Black Irish, Affirm!
Race. Several times a year I fill out a fingerprint card for various forms of background checks or every once in a while a mortgage application. Each time, I've entered for "Race?" the correct answer, "Black Irish." First, by oral family tradition it's true. Second, it's a small tweak to the system of race counters who want to divide us into buckets of diverse common identities.
The last time, the deputy sheriff doing the fingerprinting, who has done mine for at least ten years, called me on it, explaining that the FBI, who processes such things, found little humor in my humor. The second cause of my rethinking is new knowledge that the federal mortgage overseers count any response on their forms that is out of the box as "Black" or "African American," depending on the age of the form. While I'm not opposed to being Black and am actually indifferent as to what I am if I am not what I am, I affirmatively prefer to continue to be one in a line of what our family likes to think we are, descendants of the interned and impounded Spanish sailors landed by chance (or English skullduggery) on the Emerald Island in 1588.
The realization dawns that I've mislabeled myself for decades in a way not helpful to the system and not as productive to my offspring as might be.

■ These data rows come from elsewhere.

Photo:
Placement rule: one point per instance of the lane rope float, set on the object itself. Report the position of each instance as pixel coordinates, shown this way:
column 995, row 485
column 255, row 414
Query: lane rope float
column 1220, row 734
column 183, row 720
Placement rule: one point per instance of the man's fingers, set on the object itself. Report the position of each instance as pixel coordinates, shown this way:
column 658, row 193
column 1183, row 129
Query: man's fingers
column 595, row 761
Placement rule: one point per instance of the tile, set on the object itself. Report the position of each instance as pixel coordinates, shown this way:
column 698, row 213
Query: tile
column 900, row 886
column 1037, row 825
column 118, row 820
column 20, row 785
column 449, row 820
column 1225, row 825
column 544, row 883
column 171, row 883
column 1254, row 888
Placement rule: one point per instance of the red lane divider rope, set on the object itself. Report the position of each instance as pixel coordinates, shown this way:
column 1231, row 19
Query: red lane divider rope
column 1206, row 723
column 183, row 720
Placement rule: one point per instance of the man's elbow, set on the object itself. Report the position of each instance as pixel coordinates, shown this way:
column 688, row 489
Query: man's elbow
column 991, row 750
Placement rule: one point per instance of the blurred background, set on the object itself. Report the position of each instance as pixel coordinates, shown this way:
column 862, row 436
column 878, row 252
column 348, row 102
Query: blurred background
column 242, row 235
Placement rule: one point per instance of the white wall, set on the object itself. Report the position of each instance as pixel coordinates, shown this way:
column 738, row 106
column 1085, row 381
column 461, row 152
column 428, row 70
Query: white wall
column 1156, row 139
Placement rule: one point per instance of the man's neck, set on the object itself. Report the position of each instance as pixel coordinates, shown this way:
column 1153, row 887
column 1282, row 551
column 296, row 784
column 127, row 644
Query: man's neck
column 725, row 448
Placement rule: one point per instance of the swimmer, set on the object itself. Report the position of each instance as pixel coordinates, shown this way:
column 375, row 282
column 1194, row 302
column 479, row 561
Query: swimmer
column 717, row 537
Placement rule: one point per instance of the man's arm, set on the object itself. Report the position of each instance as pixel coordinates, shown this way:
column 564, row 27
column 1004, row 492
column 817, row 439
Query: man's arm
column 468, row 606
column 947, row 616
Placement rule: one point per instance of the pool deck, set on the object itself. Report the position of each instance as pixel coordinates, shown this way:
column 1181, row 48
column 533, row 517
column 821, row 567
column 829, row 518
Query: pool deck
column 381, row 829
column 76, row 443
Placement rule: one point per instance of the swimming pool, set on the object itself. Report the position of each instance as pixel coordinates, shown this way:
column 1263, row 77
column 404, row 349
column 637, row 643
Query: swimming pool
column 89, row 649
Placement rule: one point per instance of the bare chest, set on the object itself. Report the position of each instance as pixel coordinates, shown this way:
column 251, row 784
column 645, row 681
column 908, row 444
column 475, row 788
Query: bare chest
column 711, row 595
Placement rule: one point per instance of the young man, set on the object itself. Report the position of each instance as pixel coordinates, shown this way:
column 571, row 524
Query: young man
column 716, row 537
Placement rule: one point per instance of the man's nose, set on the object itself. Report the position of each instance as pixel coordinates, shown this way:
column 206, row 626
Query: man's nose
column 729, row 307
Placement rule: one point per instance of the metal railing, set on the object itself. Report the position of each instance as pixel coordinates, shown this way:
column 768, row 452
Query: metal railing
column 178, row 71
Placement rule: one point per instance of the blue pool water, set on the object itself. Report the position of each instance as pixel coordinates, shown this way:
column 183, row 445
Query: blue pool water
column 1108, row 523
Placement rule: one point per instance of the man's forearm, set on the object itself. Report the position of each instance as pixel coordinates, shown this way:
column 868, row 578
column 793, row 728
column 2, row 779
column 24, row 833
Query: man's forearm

If the millions of Americans of African descent whose ancestors stopped for centuries first in the Caribbean, Mexico, and Central or South America before continuing on their journey to this great country are still to be called "African American" despite 300 or 400 years intervening residence elsewhere, shouldn't my ancestors be accorded the same treatment, if only for consistency?
So, from 2006 forward, I shall answer Race? with "Hispanic" and let that be that.
And in the new year just hours away, Vaya con Dios!